In a patients who received ibrutinib as frontline therapy, the overall discontinuation rate in the real-world setting was 24% (94 events in 391 patients), compared with the initial rate of 12.5% (17 events in 135 patients) in patients 65 years or older with treatment-naïve CLL or small lymphocytic leukemia enrolled in the phase 3 RESONATE-2 trial (NCT01722487). In all, 59.5% of patients said they discontinued therapy due to adverse events (AEs).5
After a 5-year follow-up, the discontinuation rate from patients treated with first-line ibrutinib in RESONATE-2 rose to 41%, with AEs most commonly cited for stopping therapy, according to data published in the New England Journal of Medicine.6 Mato said other studies have shown similar rates of discontinuation due to AEs or progression of disease because of CLL or Richter transformation.
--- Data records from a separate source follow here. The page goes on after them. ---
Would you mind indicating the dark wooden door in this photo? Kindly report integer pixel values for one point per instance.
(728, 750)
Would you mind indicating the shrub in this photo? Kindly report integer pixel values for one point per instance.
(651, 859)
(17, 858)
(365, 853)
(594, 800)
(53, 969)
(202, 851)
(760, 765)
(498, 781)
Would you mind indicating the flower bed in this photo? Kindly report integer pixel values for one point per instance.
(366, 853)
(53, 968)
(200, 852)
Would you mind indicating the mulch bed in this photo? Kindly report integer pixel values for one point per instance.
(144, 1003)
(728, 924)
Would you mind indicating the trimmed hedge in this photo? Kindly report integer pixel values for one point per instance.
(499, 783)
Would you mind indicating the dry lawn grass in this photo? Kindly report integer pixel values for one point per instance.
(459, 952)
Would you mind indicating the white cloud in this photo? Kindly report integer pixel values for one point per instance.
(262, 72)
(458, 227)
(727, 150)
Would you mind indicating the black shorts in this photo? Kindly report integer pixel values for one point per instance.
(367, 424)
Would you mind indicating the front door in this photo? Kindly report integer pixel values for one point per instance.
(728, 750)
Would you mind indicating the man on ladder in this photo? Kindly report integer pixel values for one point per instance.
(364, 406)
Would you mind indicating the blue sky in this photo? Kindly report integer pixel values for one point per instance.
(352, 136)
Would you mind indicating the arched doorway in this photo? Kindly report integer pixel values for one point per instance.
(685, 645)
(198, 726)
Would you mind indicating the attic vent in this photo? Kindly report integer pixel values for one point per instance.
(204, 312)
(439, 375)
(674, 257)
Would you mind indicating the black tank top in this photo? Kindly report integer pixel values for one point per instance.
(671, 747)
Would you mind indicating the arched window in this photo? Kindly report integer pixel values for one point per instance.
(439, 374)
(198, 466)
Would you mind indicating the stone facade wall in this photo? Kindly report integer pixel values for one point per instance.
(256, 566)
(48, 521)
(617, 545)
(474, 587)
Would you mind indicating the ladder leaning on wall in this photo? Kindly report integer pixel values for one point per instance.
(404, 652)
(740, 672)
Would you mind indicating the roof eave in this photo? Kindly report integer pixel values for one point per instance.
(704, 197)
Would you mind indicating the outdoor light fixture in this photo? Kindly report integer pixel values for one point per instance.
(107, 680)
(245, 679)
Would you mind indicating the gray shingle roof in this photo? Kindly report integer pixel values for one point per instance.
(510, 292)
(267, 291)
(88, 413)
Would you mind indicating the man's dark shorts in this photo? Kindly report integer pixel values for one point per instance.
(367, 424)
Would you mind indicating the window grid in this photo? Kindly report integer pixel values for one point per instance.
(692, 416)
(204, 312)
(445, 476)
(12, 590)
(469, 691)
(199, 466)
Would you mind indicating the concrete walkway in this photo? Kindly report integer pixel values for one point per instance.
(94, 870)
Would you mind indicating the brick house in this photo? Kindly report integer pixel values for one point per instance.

After discontinuation of ibrutinib or idelalisib, Mato said, there is no role for sequencing chemoimmunotherapy and that venetoclax appears more effective than an alternative KI especially in the setting of ibrutinib resistance; however, there may be a role for switching agents in the BTK class in the case of KI intolerance.
For patients who start with venetoclax as their first novel agent, BTK inhibitors produce high overall response rates and durable remissions among patients who have not previously received a BTK-targeting agent, Mato said. He said follow-up data from the phase 3 MURANO trial (NCT02005471) indicate a response rate of nearly 100% for patients who received ibrutinib after venetoclax. The response rate was 55% among a small number of patients (6 of 11) who were retreated with venetoclax following prior therapy with that agent.7
Moving forward, Mato said, therapy choices will become even more complex as new strategies are introduced. “In all of these situations, you should be considering a clinical trial as the best option available for patients. In addition, as we have the emergence of cellular therapies, we should think about use of CAR T [chimeric antigen-receptor T-cell therapy] for patients who fail at least 2 novel agent based–therapies and/or the reemergence of allogeneic stem cell transplantation as we have more and more patients who are being treated with all of the available novel classes of patients and who no longer have standard-of-care options.”